How do you maintain your saw? Do you use e-free fuel? Do you use cheap oil? Do you leave your saws sit outside? Do you run sharp chains or run them until they are dull?
I maintain them fairly well. Could be better though. Don’t use cheap mixing oil, saw is never left in the weather but I am guilty of running them until dull and leaning on them some
 
The 8000 is very much a commercial saw and alot of saw for the money. A step up in power would be a 661 or 390xp both 90cc class saws from your 80cc.

Sent from my LM-G820 using Tapatalk
I don’t know if I necessarily need more than 80cc but not sure if 72 is enough
 
I never ran a 372xp / 572 but my used 371xp kicks azz. I think a 572 would fill the nitch your looking for unless your looking to replace the 80 cc saw you have. If your keeping the 80 cc saw a hus 572 and 395 would be a nice selection to cut with.
 
Somehow I cannot forget the Husqvarna 394 that beat my Stihl 084 a few years back. He was running skip-tooth chain with airplane fuel and muffler modified. I was running a Stihl 084 stock with .404" pitch chain. I had beaten everybody at the GTG until he arrived with his Husky 394. It was a very close match , but he won. So, I lost the top-eliminator crown.
 
The bar length, rim size, the way the chain is sharpened matters. I lost a few speed cutting matches in the local fairs up against the local pro loggers. Till I learned how to do the chains.

They don’t do cutting at the local fairs do to insurance reasons even though nothing bad ever happened.
 
The bar length, rim size, the way the chain is sharpened matters. I lost a few speed cutting matches in the local fairs up against the local pro loggers. Till I learned how to do the chains.

They don’t do cutting at the local fairs do to insurance reasons even though nothing bad ever happened.
Last I heard Newaygo is still doing races this weekend.
 
Th

That’s what the guy at my small engine shop said as well. Will it pull a 32” chain easily?

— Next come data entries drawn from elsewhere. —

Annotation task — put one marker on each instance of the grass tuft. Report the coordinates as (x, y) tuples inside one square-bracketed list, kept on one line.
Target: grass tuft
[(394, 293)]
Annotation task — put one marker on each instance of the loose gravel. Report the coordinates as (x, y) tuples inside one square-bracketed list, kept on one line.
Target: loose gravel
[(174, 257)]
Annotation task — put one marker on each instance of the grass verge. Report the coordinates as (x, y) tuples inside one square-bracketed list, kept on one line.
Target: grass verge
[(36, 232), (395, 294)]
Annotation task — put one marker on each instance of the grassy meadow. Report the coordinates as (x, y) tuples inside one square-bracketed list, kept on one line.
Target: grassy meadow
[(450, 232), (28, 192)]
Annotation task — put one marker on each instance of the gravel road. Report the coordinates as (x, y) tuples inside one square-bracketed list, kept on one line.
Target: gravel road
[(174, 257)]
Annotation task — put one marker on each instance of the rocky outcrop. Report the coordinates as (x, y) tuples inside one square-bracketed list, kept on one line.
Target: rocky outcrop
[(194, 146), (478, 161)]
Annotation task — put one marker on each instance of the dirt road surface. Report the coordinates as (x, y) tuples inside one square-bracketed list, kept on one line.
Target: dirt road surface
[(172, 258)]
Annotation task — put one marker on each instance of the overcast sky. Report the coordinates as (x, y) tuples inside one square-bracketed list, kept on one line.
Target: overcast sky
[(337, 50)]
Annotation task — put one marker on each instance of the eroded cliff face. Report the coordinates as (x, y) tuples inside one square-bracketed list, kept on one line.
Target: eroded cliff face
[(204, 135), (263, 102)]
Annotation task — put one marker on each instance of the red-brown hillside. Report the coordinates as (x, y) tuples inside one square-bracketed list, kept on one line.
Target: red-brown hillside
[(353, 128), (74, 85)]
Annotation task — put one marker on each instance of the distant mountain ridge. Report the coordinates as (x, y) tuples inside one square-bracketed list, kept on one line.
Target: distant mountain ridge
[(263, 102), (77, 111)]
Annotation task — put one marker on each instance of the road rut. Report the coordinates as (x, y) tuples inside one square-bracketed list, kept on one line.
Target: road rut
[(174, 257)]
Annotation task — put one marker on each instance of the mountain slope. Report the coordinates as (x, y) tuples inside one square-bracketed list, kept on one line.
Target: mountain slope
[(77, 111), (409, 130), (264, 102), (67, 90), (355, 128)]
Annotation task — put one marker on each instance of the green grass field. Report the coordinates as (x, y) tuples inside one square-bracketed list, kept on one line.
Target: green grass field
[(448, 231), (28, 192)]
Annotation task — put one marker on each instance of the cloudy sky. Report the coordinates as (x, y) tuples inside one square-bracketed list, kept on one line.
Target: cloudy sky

It will pull a 32"chain around a bar without a problem- until you put that chain in a 36" log.......... if the chain is bang on sharp, you don't lean on it and cut softer woods- then yes, it might pull a 32" okay- but you have admitted to leaning on saws with dull chains and maybe you have some big hardwoods to cut. Skip chain would help, but in the end there is no replacement for displacement when is comes to running bigger bars in harder wood.
 
My new hus 385 Xp had no problem burying a 32” skip chain bar into 50”+ wood. While my new 575 was a tad slower with a 28” bar. The 50” trees were small compared to the rest at the mill that weren’t lumber quality.

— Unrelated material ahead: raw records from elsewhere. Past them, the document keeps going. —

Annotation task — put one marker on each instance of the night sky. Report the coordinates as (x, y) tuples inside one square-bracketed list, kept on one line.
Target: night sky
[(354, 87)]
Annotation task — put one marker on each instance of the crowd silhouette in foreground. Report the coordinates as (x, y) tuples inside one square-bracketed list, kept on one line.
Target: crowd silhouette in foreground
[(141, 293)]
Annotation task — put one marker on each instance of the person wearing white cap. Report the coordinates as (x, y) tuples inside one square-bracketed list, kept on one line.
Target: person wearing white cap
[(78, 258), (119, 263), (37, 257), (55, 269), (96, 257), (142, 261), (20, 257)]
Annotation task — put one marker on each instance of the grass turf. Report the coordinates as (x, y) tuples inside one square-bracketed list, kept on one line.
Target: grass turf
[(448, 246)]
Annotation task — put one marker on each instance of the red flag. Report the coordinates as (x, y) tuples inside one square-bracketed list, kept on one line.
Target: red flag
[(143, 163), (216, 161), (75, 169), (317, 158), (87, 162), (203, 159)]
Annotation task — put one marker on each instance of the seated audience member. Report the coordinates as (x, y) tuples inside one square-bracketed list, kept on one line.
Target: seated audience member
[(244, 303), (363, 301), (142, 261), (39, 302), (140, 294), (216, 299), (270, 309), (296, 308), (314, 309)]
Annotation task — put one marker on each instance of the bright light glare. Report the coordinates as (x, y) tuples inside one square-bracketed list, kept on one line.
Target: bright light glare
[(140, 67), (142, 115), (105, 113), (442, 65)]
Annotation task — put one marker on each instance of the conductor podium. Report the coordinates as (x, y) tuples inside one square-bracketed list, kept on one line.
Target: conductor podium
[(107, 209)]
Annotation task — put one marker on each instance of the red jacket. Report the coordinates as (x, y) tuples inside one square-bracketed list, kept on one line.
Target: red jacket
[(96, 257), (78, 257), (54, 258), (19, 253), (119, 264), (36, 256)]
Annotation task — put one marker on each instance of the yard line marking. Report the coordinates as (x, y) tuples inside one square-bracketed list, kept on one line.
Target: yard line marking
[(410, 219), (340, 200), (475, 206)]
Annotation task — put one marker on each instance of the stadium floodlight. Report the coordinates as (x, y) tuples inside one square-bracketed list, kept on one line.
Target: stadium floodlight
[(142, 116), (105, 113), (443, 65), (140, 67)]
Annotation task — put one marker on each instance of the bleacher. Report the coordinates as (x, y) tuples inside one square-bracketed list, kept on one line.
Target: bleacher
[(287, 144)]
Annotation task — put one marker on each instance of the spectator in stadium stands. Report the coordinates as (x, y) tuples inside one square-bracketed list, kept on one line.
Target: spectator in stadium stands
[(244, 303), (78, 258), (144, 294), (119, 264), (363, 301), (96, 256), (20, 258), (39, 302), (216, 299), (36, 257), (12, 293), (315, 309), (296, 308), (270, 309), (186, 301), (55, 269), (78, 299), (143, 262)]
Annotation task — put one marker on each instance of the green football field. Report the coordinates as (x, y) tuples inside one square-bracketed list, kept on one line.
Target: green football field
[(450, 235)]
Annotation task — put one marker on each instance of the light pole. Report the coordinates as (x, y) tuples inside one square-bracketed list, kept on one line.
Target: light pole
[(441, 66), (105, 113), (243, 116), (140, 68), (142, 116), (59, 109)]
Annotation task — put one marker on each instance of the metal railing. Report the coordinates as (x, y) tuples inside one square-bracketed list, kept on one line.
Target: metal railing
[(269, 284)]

Remember you can put any size bar on a bigger power head. But we can’t go longer on a smaller power head.

When there’s many cutting free wood in the same area clearing, the guys with the biggest power heads cut more faster. Funny the other guys would watch us. I lost a lot of free wood because I had a small saw at first. Buying the hus 2100 fixed that problem. After working my fulltime job I’d cut another 9’ rack body load every night,
 
I don’t want to sound like I’m beating up on Echo, because I’m not. They are a well-built solid saw, although the 8000 is a little bit slow. I would bet that up to a 28” bar the 572 is faster. You could keep your Echo around for the big stuff. They have the torque and oil output to pull longer bars
 
The 8000 is very much a commercial saw and alot of saw for the money. A step up in power would be a 661 or 390xp both 90cc class saws from your 80cc.

Sent from my LM-G820 using Tapatalk
Yep, Either of the above, the Husqvarna has a manual carb, which will give you way less trouble,
you can adjust and repair that as required, good luck with the electronic stuff when it plays up.
 
I don’t want to sound like I’m beating up on Echo, because I’m not. They are a well-built solid saw, although the 8000 is a little bit slow. I would bet that up to a 28” bar the 572 is faster. You could keep your Echo around for the big stuff. They have the torque and oil output to pull longer bars

If the echo is a tad slower add a skip chain and go up one pin size on the rim if it has plenty of torque.